The concert kicks off with the joyously slinky blues of Gunslinging Birds, including brief, incisive breaks by Watts and bassist Boris Kozlov (whose regular gig with this unit is a bass player’s dream come true, especially as he gets to play Mingus’ old lions head bass). New Now Know How (which is a question: New, Now – Know How?, according to arranger Sy Johnson) has an infectious, buoyant enthusiasm that transcends its somewhat sly, swinging atmospherics, trumpeters Randy Brecker and Kenny Rampton getting the chance to shine and making the gleaming most of it (this is the first recording of the song since the original Charles Mingus version). They follow the vivid, gentle Bill Evans-style ballad Self-Portrait in Three Colors with a lickety-split romp through Birdcalls, Wayne Escoffery’s blissfully extroverted, modally tinged tenor sax giving way to Vincent Herring’s alto while bari player Lauren Sevian, altoist Douglas Yates and tenorist Abraham Burton battle for the edges. Then they segue into Hora Decubitus, which is considerably more roughhewn and belligerently ominous than the version by Elvis Costello (who wrote the lyrics). Trombonist Ku’umba Frank Lacy growls them with a knowing wariness, and his solo comes down quickly out of the clouds.

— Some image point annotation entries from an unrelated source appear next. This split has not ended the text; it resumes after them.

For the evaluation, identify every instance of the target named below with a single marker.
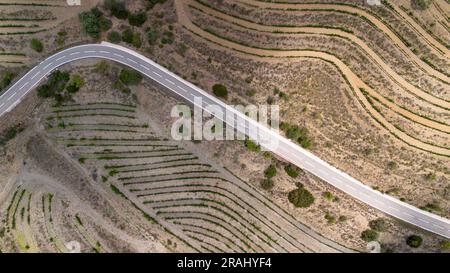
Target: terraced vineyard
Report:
(206, 206)
(22, 20)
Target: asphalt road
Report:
(285, 148)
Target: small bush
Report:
(369, 235)
(220, 91)
(379, 225)
(36, 45)
(301, 197)
(414, 241)
(270, 172)
(130, 77)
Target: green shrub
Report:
(369, 235)
(152, 36)
(137, 19)
(297, 134)
(152, 3)
(301, 197)
(267, 184)
(117, 9)
(291, 170)
(270, 172)
(379, 225)
(105, 24)
(36, 45)
(114, 37)
(130, 77)
(220, 91)
(10, 133)
(102, 67)
(127, 35)
(414, 241)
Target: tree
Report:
(252, 146)
(118, 9)
(369, 235)
(414, 241)
(291, 170)
(270, 172)
(105, 24)
(220, 91)
(137, 19)
(90, 22)
(267, 184)
(36, 45)
(7, 78)
(301, 197)
(127, 35)
(130, 77)
(152, 36)
(379, 225)
(102, 67)
(114, 37)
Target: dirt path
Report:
(389, 72)
(354, 81)
(377, 22)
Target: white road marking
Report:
(423, 220)
(10, 97)
(45, 67)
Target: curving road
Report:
(285, 148)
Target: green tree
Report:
(270, 172)
(291, 170)
(36, 45)
(137, 19)
(414, 241)
(301, 197)
(127, 35)
(267, 184)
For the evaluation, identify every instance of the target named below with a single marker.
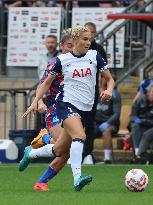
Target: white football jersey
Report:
(79, 72)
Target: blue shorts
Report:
(51, 117)
(66, 110)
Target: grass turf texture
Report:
(107, 188)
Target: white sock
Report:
(45, 151)
(107, 154)
(136, 151)
(76, 159)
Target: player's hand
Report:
(42, 108)
(106, 95)
(32, 108)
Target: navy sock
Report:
(48, 174)
(46, 139)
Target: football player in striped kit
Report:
(76, 98)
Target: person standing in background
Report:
(45, 60)
(50, 56)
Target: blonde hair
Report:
(149, 89)
(66, 35)
(76, 31)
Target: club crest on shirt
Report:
(82, 73)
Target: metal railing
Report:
(133, 55)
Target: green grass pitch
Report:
(107, 187)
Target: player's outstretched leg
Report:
(42, 139)
(42, 182)
(82, 181)
(25, 160)
(29, 154)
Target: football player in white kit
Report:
(76, 98)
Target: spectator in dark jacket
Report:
(142, 122)
(108, 122)
(88, 147)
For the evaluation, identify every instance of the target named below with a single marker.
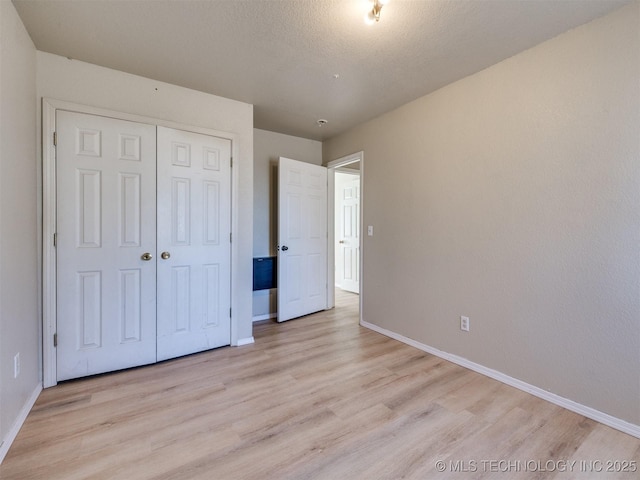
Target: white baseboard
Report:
(17, 425)
(267, 316)
(245, 341)
(588, 412)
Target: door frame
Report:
(331, 169)
(49, 208)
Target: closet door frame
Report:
(49, 320)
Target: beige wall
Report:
(268, 147)
(19, 322)
(86, 84)
(513, 197)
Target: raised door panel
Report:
(302, 237)
(350, 236)
(105, 222)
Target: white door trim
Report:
(331, 169)
(49, 322)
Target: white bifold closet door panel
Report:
(302, 238)
(194, 244)
(106, 223)
(143, 243)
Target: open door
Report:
(302, 239)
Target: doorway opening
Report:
(345, 179)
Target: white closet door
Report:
(194, 249)
(106, 223)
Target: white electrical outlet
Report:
(16, 365)
(464, 324)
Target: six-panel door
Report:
(194, 227)
(106, 222)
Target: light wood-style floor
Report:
(315, 398)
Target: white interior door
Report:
(302, 238)
(194, 249)
(106, 223)
(348, 248)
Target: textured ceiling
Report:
(283, 55)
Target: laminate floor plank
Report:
(318, 397)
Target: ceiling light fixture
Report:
(373, 15)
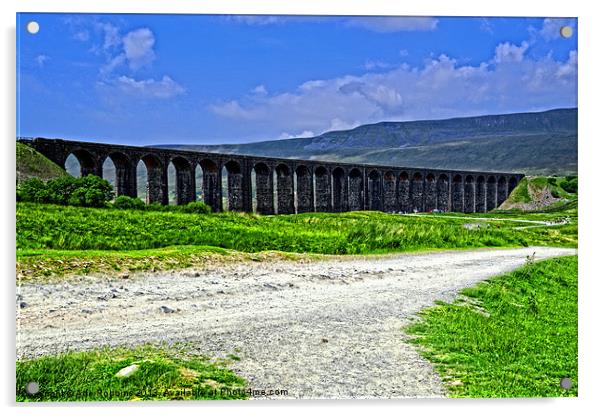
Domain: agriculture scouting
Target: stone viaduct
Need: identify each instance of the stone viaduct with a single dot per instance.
(285, 185)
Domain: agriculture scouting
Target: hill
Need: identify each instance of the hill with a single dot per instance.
(542, 143)
(536, 193)
(32, 164)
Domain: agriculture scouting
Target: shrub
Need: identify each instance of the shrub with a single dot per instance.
(32, 190)
(195, 207)
(126, 202)
(90, 191)
(570, 186)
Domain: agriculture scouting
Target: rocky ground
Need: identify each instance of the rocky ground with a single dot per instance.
(319, 330)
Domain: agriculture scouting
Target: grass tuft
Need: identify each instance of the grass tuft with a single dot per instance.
(163, 374)
(516, 337)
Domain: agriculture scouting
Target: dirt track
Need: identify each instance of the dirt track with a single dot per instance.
(324, 329)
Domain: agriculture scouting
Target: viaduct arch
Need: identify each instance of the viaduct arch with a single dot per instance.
(300, 185)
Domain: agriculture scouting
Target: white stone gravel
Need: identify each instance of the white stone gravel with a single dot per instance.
(328, 329)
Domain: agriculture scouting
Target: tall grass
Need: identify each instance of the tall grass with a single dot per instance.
(512, 336)
(76, 228)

Cryin’ Blues features a tightly restrained muted trumpet solo from Rampton, a deviously whispery one from Kozlov, and one that’s absolutely majestic from Lacy. And the whole ensemble takes the majesty up as far as it will go once they’ve scurried their way into the middle passages of Open Letter to Duke; Sevian and Escoffery segue it deftly and fluidly into an electric, soaring version of Moanin’, lit up by a long, biting, expressionistic David Kikoski piano solo. Lacy brings Goodbye Pork Pie Hat up out of chaos with a soaring vocal, Escoffery taking the spotlight, magisterial and intense. The band wraps up the night with a strikingly terse version of Song with Orange, waiting til the very end to take it out in a big explosive blaze. As good as the performances here are, the album is also remarkably well-produced, with a welcome absence of whooping and hollering – either the Jazz Standard folks managed to convince the New Year’s Eve revelers to keep it down, or the crowd was so blown away by the music that they didn’t make much noise til it was practically over. Nice to see – the man who was arguably the greatest American composer deserves no less.